About this neuroscience research news
Author: Press Office
Source: King’s College London
Contact: Press Office – King’s College London
Image: The image is in the public domain
Original Research: Open access.
“The transcriptional co‐activator Yap1 promotes adult hippocampal neural stem cell activation” by Wenqiang Fan et al. EMBO Journal
Abstract
The transcriptional co‐activator Yap1 promotes adult hippocampal neural stem cell activation
Most adult hippocampal neural stem cells (NSCs) remain quiescent, with only a minor portion undergoing active proliferation and neurogenesis. The molecular mechanisms that trigger the transition from quiescence to activation are still poorly understood.
Here, we found the activity of the transcriptional co-activator Yap1 to be enriched in active NSCs. Genetic deletion of Yap1 led to a significant reduction in the relative proportion of active NSCs, supporting a physiological role of Yap1 in regulating the transition from quiescence to activation.

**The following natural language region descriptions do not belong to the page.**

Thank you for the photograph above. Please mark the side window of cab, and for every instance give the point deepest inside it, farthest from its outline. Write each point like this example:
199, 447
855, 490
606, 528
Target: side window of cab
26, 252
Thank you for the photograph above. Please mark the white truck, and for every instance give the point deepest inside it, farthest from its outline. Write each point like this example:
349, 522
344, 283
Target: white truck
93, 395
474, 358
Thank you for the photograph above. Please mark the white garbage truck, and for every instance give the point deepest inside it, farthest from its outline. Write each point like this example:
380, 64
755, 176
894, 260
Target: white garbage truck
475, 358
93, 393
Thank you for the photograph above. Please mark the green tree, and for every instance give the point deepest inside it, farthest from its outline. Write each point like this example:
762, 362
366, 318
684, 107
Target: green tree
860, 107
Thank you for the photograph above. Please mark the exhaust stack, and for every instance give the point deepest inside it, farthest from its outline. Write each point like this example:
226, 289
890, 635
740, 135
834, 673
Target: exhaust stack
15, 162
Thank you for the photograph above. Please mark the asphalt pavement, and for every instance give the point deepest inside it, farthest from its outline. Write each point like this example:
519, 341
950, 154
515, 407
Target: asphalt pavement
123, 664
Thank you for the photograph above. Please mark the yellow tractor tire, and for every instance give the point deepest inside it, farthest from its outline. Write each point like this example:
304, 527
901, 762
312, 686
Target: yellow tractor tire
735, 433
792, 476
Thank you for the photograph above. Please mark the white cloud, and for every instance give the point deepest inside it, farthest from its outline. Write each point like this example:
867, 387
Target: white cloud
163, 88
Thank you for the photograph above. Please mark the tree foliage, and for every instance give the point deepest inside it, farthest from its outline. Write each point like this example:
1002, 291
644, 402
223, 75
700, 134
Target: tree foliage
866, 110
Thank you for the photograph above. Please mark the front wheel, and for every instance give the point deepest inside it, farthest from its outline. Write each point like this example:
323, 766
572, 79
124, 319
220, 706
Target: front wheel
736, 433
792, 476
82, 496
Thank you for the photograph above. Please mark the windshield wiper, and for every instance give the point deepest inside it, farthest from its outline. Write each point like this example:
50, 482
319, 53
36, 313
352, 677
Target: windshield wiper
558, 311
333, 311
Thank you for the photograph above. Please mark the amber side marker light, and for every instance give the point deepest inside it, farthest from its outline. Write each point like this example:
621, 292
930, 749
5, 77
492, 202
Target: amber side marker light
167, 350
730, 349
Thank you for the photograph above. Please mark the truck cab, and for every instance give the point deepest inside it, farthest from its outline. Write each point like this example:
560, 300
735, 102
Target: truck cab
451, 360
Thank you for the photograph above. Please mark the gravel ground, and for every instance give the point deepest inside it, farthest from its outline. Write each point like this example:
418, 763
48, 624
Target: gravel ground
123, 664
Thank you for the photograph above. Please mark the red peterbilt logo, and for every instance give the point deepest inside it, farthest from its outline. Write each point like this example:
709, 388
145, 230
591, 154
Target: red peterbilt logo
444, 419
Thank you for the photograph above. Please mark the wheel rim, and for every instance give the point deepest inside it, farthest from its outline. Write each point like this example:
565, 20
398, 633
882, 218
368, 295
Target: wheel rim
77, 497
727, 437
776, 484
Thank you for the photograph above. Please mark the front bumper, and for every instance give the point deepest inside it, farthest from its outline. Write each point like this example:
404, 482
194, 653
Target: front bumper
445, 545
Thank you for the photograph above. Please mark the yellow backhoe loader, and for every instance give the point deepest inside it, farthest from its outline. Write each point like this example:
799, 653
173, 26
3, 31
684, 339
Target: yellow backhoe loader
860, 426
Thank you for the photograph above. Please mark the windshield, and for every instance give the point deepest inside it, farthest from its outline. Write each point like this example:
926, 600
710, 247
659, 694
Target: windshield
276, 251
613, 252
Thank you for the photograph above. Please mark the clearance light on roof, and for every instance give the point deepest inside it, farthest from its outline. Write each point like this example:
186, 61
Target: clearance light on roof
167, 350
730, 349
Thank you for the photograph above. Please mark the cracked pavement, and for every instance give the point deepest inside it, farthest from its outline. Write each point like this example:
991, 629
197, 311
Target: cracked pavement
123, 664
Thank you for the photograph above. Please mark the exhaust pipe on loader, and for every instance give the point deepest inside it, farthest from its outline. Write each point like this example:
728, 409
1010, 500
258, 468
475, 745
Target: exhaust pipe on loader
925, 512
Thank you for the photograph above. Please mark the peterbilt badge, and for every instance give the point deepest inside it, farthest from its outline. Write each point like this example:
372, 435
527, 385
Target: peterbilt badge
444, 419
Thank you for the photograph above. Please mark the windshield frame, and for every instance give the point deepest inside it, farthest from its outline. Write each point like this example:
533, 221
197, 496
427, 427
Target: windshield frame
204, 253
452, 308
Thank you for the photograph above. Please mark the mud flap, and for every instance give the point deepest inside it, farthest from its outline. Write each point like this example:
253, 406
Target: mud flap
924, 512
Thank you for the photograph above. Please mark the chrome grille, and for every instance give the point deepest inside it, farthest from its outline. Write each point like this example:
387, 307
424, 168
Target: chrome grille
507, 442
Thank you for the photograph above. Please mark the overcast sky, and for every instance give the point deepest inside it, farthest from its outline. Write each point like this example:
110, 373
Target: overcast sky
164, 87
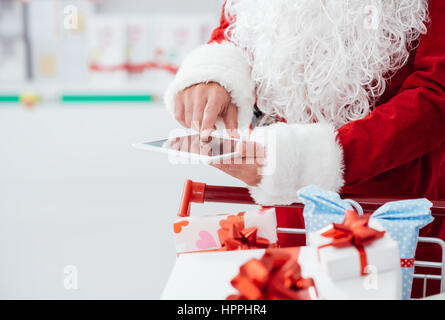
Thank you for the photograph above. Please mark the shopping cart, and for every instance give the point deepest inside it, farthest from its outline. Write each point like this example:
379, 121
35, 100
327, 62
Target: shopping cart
432, 271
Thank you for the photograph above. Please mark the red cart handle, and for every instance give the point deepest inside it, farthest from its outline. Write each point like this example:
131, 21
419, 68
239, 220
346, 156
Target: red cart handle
200, 192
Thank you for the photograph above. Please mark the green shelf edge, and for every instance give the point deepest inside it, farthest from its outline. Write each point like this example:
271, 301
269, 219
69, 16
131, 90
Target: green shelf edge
106, 98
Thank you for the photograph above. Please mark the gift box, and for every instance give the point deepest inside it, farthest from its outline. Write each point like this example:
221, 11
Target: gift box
209, 276
245, 230
342, 256
401, 220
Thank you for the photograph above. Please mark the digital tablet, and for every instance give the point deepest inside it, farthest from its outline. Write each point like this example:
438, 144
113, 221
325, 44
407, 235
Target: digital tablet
191, 147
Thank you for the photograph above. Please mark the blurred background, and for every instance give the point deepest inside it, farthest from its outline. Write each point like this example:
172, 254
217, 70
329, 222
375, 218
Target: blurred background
80, 81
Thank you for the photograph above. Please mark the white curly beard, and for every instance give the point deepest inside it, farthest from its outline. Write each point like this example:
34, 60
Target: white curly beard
324, 60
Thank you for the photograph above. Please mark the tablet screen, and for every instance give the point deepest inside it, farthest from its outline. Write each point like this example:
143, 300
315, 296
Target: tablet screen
192, 144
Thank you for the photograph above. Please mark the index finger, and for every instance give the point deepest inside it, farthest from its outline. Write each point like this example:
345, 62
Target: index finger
210, 116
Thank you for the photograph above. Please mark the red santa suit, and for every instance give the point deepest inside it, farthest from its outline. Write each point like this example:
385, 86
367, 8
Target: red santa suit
361, 86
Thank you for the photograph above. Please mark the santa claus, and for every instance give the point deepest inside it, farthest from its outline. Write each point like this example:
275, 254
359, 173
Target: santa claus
352, 90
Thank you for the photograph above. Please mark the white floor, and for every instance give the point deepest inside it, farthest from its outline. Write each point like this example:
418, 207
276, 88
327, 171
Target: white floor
73, 192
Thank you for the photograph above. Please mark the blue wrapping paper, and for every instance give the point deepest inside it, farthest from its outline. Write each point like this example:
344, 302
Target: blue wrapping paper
401, 219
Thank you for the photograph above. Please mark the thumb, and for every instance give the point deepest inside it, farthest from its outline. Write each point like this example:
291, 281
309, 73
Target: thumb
230, 118
247, 149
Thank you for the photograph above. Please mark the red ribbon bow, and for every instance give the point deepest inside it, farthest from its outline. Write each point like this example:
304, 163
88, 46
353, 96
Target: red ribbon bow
234, 236
277, 276
354, 231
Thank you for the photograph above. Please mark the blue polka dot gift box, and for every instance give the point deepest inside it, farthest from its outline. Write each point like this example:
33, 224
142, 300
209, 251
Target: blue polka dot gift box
401, 220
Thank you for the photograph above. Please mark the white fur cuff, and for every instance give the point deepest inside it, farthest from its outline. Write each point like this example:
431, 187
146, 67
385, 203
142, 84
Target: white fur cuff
223, 63
297, 155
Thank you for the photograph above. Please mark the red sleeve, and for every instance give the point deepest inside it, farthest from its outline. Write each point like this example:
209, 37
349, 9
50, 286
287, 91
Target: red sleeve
409, 125
219, 35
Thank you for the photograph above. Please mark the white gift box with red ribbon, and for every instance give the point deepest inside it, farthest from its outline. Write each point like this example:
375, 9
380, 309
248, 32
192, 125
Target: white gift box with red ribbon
342, 263
200, 233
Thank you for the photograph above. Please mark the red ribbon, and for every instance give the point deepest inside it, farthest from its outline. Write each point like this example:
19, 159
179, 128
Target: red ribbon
354, 231
234, 236
276, 276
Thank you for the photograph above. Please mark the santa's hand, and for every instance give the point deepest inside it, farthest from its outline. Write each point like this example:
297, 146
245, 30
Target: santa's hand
247, 167
199, 106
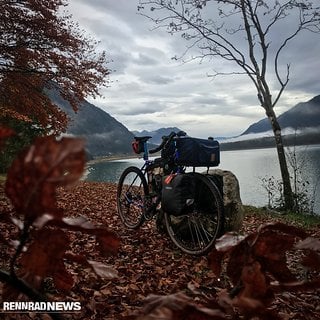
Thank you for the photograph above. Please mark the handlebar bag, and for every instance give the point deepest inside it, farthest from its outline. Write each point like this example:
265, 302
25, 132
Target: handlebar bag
197, 152
137, 146
178, 193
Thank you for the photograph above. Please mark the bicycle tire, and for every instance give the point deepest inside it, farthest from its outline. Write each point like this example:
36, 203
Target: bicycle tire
195, 232
131, 197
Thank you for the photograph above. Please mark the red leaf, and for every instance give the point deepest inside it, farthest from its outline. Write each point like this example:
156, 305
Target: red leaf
102, 270
309, 243
34, 175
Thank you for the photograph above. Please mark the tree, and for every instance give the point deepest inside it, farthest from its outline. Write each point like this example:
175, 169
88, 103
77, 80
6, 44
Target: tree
41, 47
239, 32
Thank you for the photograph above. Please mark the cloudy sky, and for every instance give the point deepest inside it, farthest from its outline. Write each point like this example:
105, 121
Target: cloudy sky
149, 90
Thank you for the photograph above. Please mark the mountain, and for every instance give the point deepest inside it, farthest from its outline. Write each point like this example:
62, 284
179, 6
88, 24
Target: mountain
300, 125
157, 134
303, 115
104, 134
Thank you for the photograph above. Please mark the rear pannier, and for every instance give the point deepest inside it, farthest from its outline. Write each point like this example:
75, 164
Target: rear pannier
178, 192
197, 152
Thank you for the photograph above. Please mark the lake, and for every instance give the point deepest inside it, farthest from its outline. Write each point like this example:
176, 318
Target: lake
249, 166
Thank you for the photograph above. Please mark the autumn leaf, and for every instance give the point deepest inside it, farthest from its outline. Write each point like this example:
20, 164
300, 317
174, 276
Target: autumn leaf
36, 173
102, 270
4, 134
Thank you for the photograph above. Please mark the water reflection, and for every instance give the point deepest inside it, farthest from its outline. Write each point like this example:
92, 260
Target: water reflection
249, 166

Overexpression of wild-type Yap1 in adult NSCs did not induce NSC activation, suggesting tight upstream control mechanisms, but overexpression of a gain-of-function mutant (Yap1-5SA) elicited cell cycle entry in NSCs and hilar astrocytes. Consistent with a role of Yap1 in NSC activation, single cell RNA sequencing revealed a partial induction of an activated NSC gene expression program.
Furthermore, Yap1-5SA expression also induced expression of Taz and other key components of the Yap/Taz regulon that were previously identified in glioblastoma stem cell-like cells.
Consequently, dysregulated Yap1 activity led to repression of hippocampal neurogenesis, aberrant cell differentiation, and partial acquisition of a glioblastoma stem cell-like signature.